I bought this book shortly after the coronavirus stormed into the United States. Pema is one of my favorite spiritual writers and this is her first book in several years. It was published in October 2019. Before the virus, before one hundred thousand American lives were lost in a few short months, before massive unemployment, before the nationally televised murder of George Lloyd by a police officer, before the peaceful protests that troublemakers turned ugly.

I’m so glad I’ve had it to read, had these words to hold on to, in such dark times. It helps. Just from the title, you’d think “Welcoming the Unwelcome” why would you want to do that? If the unwelcome knocks at your door, or smashes a window to get in, it’s there. The unwelcome is here. It is not only at our door, it’s in our house, it’s standing before us.

In that moment, when the unwelcome stands right in front of us, there is something we can do. We breath it in with a prayer, we take this terrible truth in, hold it in our hearts, ask for it to be transformed and breath out hope, peace, calm. This is the Buddhist practice of tonglen. You do not have to be a Buddhist to use it.

It can be used in any situation, at any moment. Now, after the brutal week we have all had, is a good time to practice this simple way of being wide awake, fully human. It’s like a prayer, but it’s a little more active than a prayer. It’s just you, taking on this terrible time, taking it in, welcoming it, even. Holding it in your heart in the hope that one day all being will be free from suffering.

I finished the book last night and I’ll be starting it over again tonight. It is a book for our times, for people in pain. The last chapter “Mission Impossible” explains that by practicing tonglen, which is really the “longing to help all beings” is something that can “draw us out of ourselves, out and out, until we enter the realm of vast mind and vast heart.”

Vast mind. Vast heart. That sounds better than where I’ve been hanging out this week, watching, over and over, an innocent man be murdered by a cop, while other cops stood around and watched like it was no big deal.
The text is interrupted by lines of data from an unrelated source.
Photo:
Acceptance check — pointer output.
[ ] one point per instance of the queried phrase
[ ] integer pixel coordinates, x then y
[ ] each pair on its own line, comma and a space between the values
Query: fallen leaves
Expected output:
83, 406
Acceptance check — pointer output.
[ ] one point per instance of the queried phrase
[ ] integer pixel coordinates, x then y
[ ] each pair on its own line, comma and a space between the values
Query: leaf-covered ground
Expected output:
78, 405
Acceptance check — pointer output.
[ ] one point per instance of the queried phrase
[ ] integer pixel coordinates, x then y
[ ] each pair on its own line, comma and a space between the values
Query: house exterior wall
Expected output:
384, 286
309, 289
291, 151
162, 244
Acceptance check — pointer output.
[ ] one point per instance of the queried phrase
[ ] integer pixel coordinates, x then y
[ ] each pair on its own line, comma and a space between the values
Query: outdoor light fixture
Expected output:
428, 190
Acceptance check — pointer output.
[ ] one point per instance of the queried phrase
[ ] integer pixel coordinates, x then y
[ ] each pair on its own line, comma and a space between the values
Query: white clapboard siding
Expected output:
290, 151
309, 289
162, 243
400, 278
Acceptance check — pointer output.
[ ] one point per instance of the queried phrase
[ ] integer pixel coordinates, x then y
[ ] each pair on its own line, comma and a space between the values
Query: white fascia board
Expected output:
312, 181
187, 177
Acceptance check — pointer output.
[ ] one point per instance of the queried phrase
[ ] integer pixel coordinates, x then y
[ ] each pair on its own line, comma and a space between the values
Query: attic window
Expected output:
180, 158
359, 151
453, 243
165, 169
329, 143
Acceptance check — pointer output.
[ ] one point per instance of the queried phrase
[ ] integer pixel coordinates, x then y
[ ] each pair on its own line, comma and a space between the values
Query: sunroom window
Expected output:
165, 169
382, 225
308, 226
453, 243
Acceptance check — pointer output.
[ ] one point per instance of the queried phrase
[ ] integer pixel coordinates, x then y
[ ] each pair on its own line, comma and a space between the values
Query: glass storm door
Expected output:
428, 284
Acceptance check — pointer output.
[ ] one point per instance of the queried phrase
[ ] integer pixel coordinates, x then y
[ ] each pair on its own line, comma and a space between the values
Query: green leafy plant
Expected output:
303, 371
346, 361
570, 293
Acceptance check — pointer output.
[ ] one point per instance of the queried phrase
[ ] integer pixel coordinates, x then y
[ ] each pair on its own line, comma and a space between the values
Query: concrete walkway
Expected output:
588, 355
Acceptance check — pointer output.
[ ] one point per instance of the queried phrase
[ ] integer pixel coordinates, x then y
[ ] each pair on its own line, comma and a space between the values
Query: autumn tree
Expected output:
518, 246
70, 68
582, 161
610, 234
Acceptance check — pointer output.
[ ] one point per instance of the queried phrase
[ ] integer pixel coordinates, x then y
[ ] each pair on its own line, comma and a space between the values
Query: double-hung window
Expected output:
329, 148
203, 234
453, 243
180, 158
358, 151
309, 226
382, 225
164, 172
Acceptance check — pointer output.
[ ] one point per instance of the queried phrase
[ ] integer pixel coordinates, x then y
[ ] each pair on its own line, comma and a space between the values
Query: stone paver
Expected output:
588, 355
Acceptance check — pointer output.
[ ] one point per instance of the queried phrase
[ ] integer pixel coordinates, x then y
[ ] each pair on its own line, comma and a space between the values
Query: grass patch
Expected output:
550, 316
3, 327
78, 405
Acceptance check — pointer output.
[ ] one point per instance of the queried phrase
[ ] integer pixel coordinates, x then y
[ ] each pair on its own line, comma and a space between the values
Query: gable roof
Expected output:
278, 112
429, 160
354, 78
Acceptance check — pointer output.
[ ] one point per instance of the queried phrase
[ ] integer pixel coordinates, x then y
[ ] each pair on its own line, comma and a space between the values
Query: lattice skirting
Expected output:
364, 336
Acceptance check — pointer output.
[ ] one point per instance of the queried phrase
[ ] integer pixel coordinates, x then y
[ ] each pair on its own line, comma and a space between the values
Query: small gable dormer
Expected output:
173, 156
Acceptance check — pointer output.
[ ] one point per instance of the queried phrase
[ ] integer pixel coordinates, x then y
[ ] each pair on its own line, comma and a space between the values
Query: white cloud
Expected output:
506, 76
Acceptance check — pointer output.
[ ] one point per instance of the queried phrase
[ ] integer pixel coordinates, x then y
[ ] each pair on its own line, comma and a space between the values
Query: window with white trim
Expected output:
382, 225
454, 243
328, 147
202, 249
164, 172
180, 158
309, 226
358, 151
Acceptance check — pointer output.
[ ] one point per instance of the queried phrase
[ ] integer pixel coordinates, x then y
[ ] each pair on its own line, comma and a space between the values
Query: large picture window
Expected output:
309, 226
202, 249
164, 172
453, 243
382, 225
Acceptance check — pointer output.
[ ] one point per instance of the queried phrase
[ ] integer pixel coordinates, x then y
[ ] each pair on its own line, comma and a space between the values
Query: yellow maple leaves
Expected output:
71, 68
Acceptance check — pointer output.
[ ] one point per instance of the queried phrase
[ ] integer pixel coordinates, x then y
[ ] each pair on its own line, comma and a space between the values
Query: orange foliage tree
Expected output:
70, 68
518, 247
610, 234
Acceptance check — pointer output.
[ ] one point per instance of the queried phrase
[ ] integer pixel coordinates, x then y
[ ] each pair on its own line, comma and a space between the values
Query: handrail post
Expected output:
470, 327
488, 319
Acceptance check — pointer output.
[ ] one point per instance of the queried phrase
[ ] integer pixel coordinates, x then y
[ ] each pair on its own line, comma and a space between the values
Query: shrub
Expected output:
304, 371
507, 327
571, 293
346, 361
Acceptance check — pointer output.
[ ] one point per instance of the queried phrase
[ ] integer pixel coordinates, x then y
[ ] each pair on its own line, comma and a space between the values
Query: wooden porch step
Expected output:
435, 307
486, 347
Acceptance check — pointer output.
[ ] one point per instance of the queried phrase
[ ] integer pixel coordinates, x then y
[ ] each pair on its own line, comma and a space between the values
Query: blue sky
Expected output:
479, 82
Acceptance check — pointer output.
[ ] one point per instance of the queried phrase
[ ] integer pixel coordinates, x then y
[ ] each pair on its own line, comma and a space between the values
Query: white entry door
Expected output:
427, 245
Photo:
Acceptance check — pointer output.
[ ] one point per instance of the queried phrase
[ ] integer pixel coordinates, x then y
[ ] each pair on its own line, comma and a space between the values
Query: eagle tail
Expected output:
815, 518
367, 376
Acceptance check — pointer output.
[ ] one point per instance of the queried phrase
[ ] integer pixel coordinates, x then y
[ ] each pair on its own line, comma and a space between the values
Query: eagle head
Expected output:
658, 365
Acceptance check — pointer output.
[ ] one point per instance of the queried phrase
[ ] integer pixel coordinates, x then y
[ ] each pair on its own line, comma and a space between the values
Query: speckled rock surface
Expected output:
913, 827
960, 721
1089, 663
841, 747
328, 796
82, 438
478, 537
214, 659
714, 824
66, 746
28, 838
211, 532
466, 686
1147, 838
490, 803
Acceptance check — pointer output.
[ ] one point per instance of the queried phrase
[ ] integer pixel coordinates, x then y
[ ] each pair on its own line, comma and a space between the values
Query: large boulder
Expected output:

Instead of staying there passively watching that endless loop of quietly violent video, we can step outside a little. Instead of seeing the world as brutal and happiness as futile, instead of becoming depressed or anxious, we can, with practice, have hope, become optimistic.

This is the value of meditation and the special form of mediation called tonglen. This is how we welcome the unwelcome. It’s here anyway, we might as well use it to heal our hearts. And when we do this, we plant seeds for a peaceful future.